Tag every task and role for surgical targeting. Tag the base role tasks with tags: [base, hardening], web tasks with tags: [web, nginx], and so on. In production you will almost never re-run the full site.yml — you will run --tags nginx to push an NGINX config change, or --tags hardening to respond to a CVE. Tagging is what separates an Ansible codebase you can use confidently in production from one that terrifies your team because every change requires running everything.

Continuous Enforcement: Scheduling via AWX

In production, manual ansible-playbook runs are for one-off changes and incident response. Continuous baseline enforcement is handled by scheduling the full site.yml run every 30 minutes in AWX. Every run is logged, its output is searchable, and failed hosts trigger PagerDuty alerts via AWX's notification system. This approximates the drift-correction guarantees of a pull-based tool — without the operational complexity of managing a Puppet infrastructure.

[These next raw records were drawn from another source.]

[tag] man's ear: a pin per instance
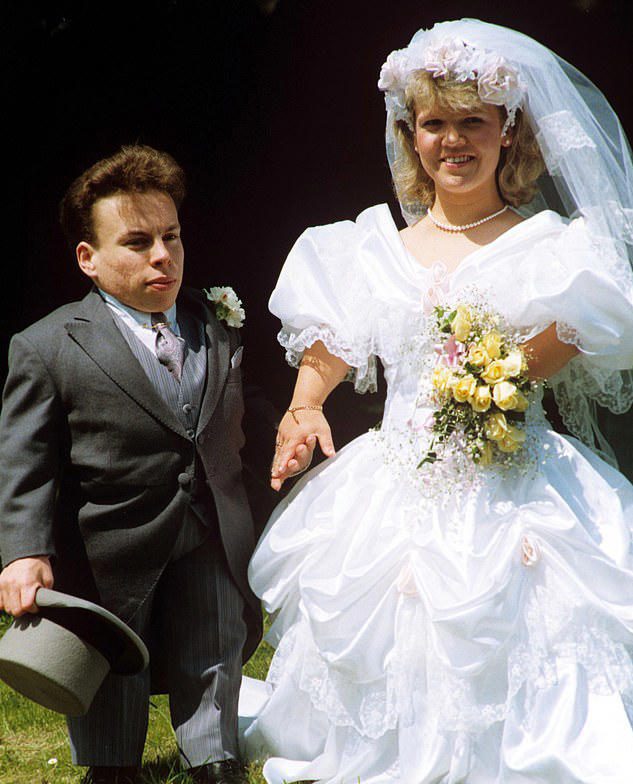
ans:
(85, 252)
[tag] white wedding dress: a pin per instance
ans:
(449, 627)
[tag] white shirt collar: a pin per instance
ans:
(140, 317)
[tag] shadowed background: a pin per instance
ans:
(273, 111)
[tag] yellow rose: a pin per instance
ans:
(487, 454)
(492, 343)
(478, 356)
(442, 379)
(464, 388)
(462, 324)
(513, 363)
(505, 396)
(512, 440)
(481, 399)
(522, 402)
(496, 426)
(494, 373)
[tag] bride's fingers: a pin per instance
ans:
(286, 452)
(326, 443)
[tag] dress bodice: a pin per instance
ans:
(355, 287)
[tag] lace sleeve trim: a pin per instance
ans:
(580, 386)
(362, 364)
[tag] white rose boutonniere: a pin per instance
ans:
(228, 306)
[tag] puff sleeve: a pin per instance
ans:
(583, 284)
(323, 294)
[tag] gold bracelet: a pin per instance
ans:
(302, 408)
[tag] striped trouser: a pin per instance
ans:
(197, 611)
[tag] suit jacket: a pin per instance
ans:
(99, 472)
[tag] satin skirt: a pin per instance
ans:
(483, 638)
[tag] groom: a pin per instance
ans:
(120, 442)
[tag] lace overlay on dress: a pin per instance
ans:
(419, 689)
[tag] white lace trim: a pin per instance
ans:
(419, 689)
(363, 364)
(580, 385)
(560, 133)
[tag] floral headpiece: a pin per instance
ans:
(498, 82)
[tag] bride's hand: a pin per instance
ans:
(296, 441)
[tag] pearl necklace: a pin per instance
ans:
(465, 226)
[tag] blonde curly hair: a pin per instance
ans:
(520, 164)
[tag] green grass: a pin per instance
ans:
(34, 745)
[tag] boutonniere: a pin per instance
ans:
(228, 306)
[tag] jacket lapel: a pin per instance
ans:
(93, 328)
(218, 357)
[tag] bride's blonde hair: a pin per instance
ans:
(520, 164)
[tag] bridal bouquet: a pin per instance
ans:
(480, 387)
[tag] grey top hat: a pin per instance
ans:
(60, 656)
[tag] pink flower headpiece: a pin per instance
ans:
(498, 82)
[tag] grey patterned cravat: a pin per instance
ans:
(170, 349)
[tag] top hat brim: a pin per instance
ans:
(124, 650)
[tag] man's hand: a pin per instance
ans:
(19, 582)
(297, 463)
(296, 441)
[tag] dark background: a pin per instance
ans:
(272, 109)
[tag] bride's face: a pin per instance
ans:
(460, 150)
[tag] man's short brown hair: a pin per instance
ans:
(133, 169)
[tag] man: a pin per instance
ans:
(120, 437)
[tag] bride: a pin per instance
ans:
(460, 619)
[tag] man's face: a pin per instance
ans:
(137, 256)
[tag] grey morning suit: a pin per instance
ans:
(133, 482)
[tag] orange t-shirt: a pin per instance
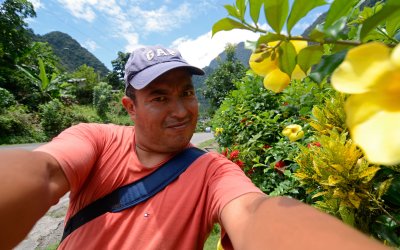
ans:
(98, 158)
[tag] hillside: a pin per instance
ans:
(71, 53)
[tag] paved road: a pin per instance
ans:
(48, 230)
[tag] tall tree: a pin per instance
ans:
(222, 80)
(14, 38)
(115, 78)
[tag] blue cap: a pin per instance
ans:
(146, 64)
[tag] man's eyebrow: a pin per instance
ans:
(158, 91)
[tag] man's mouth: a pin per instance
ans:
(179, 125)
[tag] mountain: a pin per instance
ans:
(71, 53)
(241, 53)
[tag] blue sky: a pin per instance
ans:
(105, 27)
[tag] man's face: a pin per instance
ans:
(165, 112)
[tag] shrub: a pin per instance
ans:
(102, 96)
(251, 120)
(6, 98)
(54, 117)
(19, 126)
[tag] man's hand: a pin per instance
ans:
(30, 183)
(254, 221)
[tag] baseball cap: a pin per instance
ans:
(146, 64)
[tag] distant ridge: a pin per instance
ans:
(71, 53)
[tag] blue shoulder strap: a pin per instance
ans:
(128, 196)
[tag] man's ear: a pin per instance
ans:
(129, 105)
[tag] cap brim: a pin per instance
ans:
(147, 75)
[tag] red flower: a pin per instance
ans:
(280, 166)
(234, 154)
(250, 172)
(240, 163)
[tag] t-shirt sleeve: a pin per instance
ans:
(227, 183)
(76, 150)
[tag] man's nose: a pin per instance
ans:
(178, 108)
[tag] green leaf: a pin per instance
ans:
(309, 56)
(300, 9)
(327, 65)
(334, 30)
(269, 37)
(317, 35)
(42, 75)
(338, 9)
(255, 7)
(393, 24)
(392, 193)
(232, 11)
(390, 9)
(226, 24)
(287, 57)
(241, 6)
(276, 12)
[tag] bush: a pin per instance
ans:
(102, 96)
(55, 117)
(250, 121)
(19, 126)
(6, 98)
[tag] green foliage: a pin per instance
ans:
(101, 98)
(6, 99)
(252, 118)
(84, 78)
(55, 117)
(14, 38)
(18, 126)
(222, 80)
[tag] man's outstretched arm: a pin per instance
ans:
(254, 221)
(30, 183)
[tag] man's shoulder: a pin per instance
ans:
(102, 126)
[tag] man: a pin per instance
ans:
(92, 160)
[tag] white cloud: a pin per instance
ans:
(162, 19)
(37, 4)
(200, 51)
(81, 9)
(90, 45)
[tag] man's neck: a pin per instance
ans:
(150, 158)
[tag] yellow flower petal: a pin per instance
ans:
(361, 68)
(276, 81)
(389, 84)
(296, 136)
(395, 56)
(265, 66)
(378, 136)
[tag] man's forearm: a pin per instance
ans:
(25, 193)
(284, 223)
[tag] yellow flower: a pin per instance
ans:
(371, 73)
(293, 132)
(218, 131)
(274, 79)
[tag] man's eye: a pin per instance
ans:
(188, 93)
(160, 99)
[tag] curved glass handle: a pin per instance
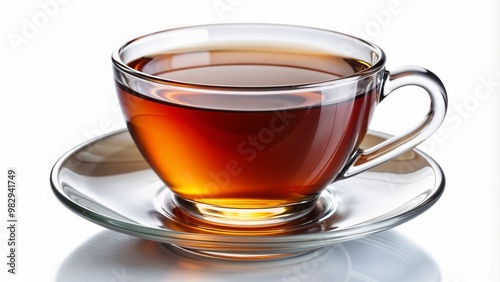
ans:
(391, 148)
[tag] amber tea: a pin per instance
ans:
(248, 150)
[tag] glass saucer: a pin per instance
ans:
(107, 181)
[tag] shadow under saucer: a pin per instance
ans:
(385, 256)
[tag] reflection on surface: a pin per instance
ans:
(386, 256)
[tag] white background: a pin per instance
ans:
(57, 91)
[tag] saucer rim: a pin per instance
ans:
(245, 241)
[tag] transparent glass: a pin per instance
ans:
(108, 182)
(248, 124)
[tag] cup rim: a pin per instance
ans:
(379, 65)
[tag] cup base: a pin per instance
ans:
(245, 217)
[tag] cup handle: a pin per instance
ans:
(365, 159)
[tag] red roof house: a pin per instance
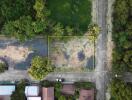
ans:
(68, 89)
(86, 94)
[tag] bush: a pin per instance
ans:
(40, 68)
(19, 93)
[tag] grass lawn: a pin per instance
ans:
(76, 13)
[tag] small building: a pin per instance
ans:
(86, 94)
(68, 89)
(48, 93)
(32, 91)
(6, 91)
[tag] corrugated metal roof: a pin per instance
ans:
(31, 90)
(7, 89)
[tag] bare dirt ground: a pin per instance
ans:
(19, 55)
(74, 53)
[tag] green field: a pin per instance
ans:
(75, 13)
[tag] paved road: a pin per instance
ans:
(101, 57)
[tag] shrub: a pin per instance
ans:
(40, 68)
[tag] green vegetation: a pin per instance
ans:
(122, 36)
(122, 54)
(3, 67)
(19, 93)
(25, 19)
(40, 67)
(73, 13)
(121, 90)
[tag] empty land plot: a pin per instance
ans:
(75, 54)
(75, 13)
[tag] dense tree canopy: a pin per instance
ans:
(40, 67)
(25, 19)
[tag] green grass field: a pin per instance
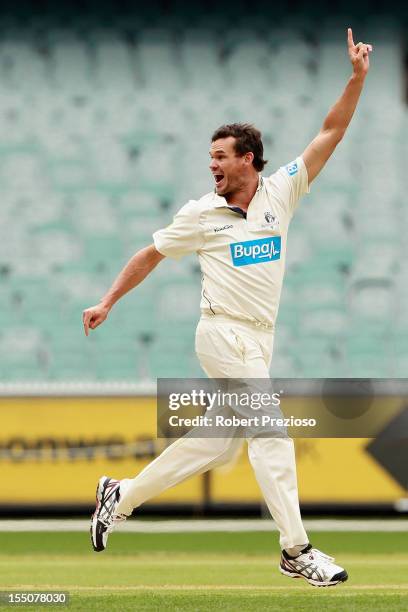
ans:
(202, 572)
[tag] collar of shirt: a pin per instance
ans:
(221, 202)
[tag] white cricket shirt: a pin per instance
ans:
(242, 259)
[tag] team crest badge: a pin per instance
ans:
(269, 218)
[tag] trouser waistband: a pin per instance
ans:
(260, 325)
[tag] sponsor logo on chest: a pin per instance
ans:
(256, 251)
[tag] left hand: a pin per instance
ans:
(359, 55)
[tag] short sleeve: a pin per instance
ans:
(183, 236)
(291, 182)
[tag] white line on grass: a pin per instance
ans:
(197, 526)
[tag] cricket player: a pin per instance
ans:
(239, 232)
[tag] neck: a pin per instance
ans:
(242, 197)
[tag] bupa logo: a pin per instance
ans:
(256, 251)
(292, 168)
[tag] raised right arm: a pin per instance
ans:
(137, 268)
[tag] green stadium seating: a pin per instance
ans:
(104, 136)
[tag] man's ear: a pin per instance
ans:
(249, 157)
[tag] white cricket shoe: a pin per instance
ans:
(314, 566)
(104, 519)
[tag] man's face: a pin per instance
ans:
(226, 166)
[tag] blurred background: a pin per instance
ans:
(106, 113)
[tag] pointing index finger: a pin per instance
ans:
(350, 37)
(86, 319)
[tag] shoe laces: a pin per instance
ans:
(116, 518)
(318, 553)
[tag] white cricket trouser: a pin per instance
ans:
(229, 348)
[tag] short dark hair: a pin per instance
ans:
(247, 140)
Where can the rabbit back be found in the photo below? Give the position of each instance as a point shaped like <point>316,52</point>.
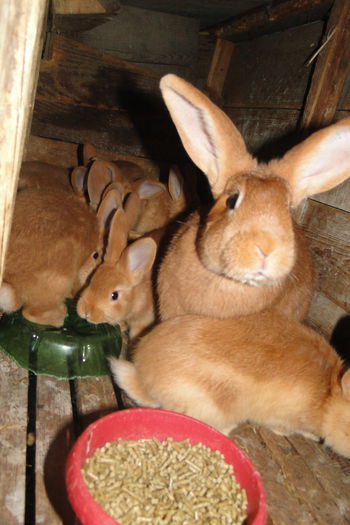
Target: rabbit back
<point>52,235</point>
<point>266,369</point>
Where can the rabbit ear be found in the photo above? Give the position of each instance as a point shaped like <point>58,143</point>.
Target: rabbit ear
<point>89,152</point>
<point>101,174</point>
<point>131,209</point>
<point>117,237</point>
<point>147,188</point>
<point>175,183</point>
<point>319,163</point>
<point>78,178</point>
<point>345,385</point>
<point>139,257</point>
<point>208,135</point>
<point>111,201</point>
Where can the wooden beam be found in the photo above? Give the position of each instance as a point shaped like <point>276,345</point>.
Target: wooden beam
<point>277,16</point>
<point>73,16</point>
<point>219,66</point>
<point>332,69</point>
<point>21,37</point>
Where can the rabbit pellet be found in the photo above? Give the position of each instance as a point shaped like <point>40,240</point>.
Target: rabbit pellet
<point>162,482</point>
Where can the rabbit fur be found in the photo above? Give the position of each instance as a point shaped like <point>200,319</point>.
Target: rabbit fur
<point>160,203</point>
<point>120,290</point>
<point>246,253</point>
<point>264,368</point>
<point>54,245</point>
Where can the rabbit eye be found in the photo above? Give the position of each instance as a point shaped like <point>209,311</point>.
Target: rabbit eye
<point>114,296</point>
<point>232,201</point>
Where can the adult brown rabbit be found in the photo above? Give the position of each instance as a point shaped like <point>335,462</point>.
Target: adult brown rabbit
<point>264,368</point>
<point>246,254</point>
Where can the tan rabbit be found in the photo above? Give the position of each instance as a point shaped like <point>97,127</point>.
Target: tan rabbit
<point>120,290</point>
<point>54,245</point>
<point>265,368</point>
<point>246,253</point>
<point>159,203</point>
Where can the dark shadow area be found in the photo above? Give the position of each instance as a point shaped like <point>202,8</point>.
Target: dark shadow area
<point>151,122</point>
<point>54,474</point>
<point>340,339</point>
<point>278,146</point>
<point>55,463</point>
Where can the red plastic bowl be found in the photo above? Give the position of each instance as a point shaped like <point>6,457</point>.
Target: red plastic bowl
<point>138,423</point>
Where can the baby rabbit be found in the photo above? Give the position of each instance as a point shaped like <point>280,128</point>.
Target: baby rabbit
<point>246,253</point>
<point>120,290</point>
<point>159,203</point>
<point>54,243</point>
<point>264,368</point>
<point>41,175</point>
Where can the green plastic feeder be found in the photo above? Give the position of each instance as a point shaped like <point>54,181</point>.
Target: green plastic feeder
<point>77,349</point>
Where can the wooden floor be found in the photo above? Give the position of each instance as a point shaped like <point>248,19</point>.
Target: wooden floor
<point>40,418</point>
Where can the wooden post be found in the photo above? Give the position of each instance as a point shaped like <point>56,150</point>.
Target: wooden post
<point>21,32</point>
<point>332,69</point>
<point>219,67</point>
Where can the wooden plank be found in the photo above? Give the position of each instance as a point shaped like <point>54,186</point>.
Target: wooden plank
<point>268,132</point>
<point>21,23</point>
<point>81,15</point>
<point>332,68</point>
<point>339,197</point>
<point>140,134</point>
<point>328,232</point>
<point>219,66</point>
<point>65,154</point>
<point>303,482</point>
<point>84,76</point>
<point>13,424</point>
<point>141,35</point>
<point>54,438</point>
<point>274,17</point>
<point>331,472</point>
<point>284,504</point>
<point>270,71</point>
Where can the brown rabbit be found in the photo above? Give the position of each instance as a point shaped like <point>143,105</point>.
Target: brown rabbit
<point>246,254</point>
<point>53,247</point>
<point>159,203</point>
<point>264,368</point>
<point>120,290</point>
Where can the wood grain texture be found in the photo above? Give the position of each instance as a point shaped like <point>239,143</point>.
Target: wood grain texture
<point>67,154</point>
<point>21,23</point>
<point>328,231</point>
<point>219,66</point>
<point>273,17</point>
<point>13,424</point>
<point>72,16</point>
<point>141,35</point>
<point>270,71</point>
<point>331,71</point>
<point>95,399</point>
<point>303,484</point>
<point>54,438</point>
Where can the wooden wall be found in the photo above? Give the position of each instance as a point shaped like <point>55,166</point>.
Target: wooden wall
<point>99,83</point>
<point>265,95</point>
<point>21,37</point>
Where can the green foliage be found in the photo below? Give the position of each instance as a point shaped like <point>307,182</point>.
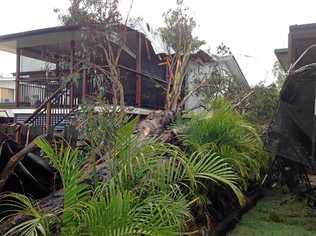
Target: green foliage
<point>177,33</point>
<point>151,186</point>
<point>262,104</point>
<point>279,74</point>
<point>223,131</point>
<point>37,223</point>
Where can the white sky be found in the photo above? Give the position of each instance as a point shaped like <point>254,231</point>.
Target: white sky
<point>251,28</point>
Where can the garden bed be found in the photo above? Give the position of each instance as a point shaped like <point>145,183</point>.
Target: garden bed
<point>278,214</point>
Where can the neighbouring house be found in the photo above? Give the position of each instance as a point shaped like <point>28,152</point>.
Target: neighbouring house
<point>300,37</point>
<point>7,90</point>
<point>202,66</point>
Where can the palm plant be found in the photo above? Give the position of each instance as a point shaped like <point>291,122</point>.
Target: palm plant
<point>37,222</point>
<point>222,130</point>
<point>152,188</point>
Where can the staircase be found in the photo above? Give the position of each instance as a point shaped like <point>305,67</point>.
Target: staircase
<point>54,110</point>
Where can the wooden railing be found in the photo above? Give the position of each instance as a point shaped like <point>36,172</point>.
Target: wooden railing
<point>53,110</point>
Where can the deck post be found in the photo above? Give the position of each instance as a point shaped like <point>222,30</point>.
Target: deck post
<point>72,62</point>
<point>17,77</point>
<point>49,118</point>
<point>84,84</point>
<point>139,70</point>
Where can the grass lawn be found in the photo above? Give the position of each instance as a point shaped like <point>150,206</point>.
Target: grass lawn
<point>278,214</point>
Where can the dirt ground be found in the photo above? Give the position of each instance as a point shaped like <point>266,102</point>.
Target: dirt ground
<point>278,214</point>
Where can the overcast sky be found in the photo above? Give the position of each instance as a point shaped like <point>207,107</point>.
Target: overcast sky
<point>251,28</point>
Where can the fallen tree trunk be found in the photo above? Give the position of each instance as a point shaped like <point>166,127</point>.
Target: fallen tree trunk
<point>155,125</point>
<point>10,166</point>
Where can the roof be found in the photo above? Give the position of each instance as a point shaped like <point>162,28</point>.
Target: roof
<point>61,34</point>
<point>232,65</point>
<point>229,61</point>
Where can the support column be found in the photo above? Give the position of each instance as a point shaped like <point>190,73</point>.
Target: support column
<point>139,70</point>
<point>84,84</point>
<point>72,58</point>
<point>17,77</point>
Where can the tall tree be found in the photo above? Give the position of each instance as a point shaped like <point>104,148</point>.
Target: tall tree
<point>177,34</point>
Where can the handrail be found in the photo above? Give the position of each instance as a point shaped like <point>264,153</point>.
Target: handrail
<point>47,100</point>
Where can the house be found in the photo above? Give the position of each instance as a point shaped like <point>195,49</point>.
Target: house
<point>7,90</point>
<point>300,37</point>
<point>45,57</point>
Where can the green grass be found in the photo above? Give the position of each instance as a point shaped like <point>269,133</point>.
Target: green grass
<point>278,215</point>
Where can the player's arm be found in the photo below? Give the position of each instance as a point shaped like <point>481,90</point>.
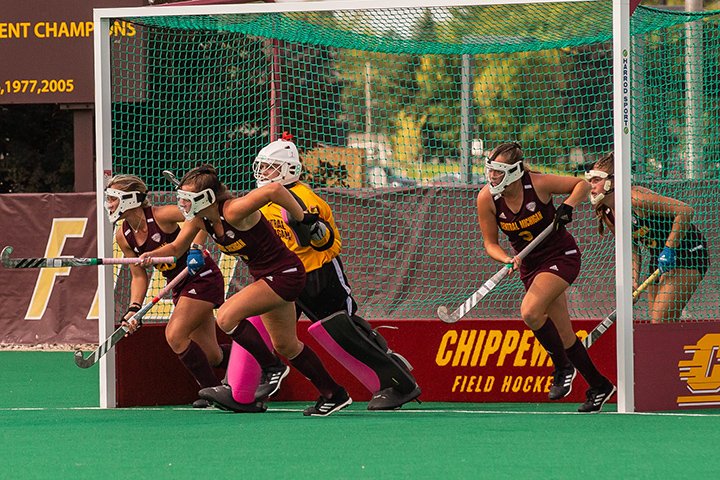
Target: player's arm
<point>648,202</point>
<point>181,244</point>
<point>238,209</point>
<point>138,281</point>
<point>323,233</point>
<point>576,188</point>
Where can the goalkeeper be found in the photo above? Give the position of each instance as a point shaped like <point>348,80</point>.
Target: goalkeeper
<point>662,228</point>
<point>327,299</point>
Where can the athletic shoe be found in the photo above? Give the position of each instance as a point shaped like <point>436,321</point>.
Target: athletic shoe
<point>324,407</point>
<point>596,398</point>
<point>392,399</point>
<point>201,403</point>
<point>562,382</point>
<point>221,397</point>
<point>270,381</point>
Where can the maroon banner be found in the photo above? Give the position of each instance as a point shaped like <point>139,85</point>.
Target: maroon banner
<point>46,49</point>
<point>472,361</point>
<point>677,366</point>
<point>49,305</point>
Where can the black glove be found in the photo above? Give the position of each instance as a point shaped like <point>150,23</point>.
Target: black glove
<point>563,215</point>
<point>132,310</point>
<point>303,228</point>
<point>310,219</point>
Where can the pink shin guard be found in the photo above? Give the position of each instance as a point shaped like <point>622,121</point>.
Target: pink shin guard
<point>243,371</point>
<point>367,376</point>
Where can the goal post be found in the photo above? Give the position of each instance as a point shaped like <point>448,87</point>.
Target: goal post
<point>393,106</point>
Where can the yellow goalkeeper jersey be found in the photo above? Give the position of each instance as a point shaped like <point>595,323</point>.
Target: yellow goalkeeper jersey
<point>312,259</point>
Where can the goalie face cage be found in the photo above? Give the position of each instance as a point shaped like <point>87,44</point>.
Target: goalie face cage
<point>387,100</point>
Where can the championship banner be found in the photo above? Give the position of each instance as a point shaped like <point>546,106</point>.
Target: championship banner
<point>48,305</point>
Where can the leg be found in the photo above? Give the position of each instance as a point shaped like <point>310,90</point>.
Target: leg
<point>547,294</point>
<point>668,299</point>
<point>543,292</point>
<point>193,318</point>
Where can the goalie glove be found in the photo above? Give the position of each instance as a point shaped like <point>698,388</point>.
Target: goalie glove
<point>322,236</point>
<point>303,229</point>
<point>666,260</point>
<point>129,313</point>
<point>195,260</point>
<point>563,215</point>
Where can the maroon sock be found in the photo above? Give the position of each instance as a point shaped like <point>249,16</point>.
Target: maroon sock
<point>549,338</point>
<point>196,362</point>
<point>579,357</point>
<point>308,363</point>
<point>225,347</point>
<point>247,336</point>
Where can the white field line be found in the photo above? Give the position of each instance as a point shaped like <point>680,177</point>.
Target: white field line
<point>392,412</point>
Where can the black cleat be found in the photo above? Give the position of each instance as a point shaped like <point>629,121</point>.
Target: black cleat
<point>271,380</point>
<point>221,397</point>
<point>392,399</point>
<point>324,407</point>
<point>201,403</point>
<point>562,382</point>
<point>596,398</point>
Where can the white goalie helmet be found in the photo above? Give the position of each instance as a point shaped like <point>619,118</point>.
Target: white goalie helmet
<point>126,201</point>
<point>512,171</point>
<point>278,162</point>
<point>190,203</point>
<point>607,185</point>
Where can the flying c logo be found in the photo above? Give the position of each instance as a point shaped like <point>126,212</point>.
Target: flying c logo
<point>702,372</point>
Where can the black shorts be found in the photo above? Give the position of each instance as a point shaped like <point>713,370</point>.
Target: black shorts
<point>692,255</point>
<point>327,291</point>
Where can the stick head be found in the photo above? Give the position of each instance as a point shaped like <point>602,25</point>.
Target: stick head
<point>444,314</point>
<point>7,251</point>
<point>170,177</point>
<point>81,361</point>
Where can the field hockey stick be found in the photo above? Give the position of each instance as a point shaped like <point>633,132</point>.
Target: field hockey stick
<point>610,319</point>
<point>475,298</point>
<point>122,330</point>
<point>70,261</point>
<point>170,177</point>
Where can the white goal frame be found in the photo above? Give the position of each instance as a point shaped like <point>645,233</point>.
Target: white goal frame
<point>622,141</point>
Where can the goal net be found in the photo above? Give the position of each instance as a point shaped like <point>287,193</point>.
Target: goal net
<point>394,109</point>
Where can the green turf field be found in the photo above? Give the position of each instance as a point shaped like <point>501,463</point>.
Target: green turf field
<point>50,428</point>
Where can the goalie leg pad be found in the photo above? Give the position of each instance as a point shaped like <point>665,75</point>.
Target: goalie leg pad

The playbook you have built in this project is the complete pattern used by infrastructure teams at scale. From this foundation you can extend it: add a monitoring role that deploys the Prometheus node exporter, a logship role that configures Fluent Bit, a certs role that rotates TLS certificates via Vault PKI — all following the same role structure, the same inventory convention, and the same dry-run-first discipline.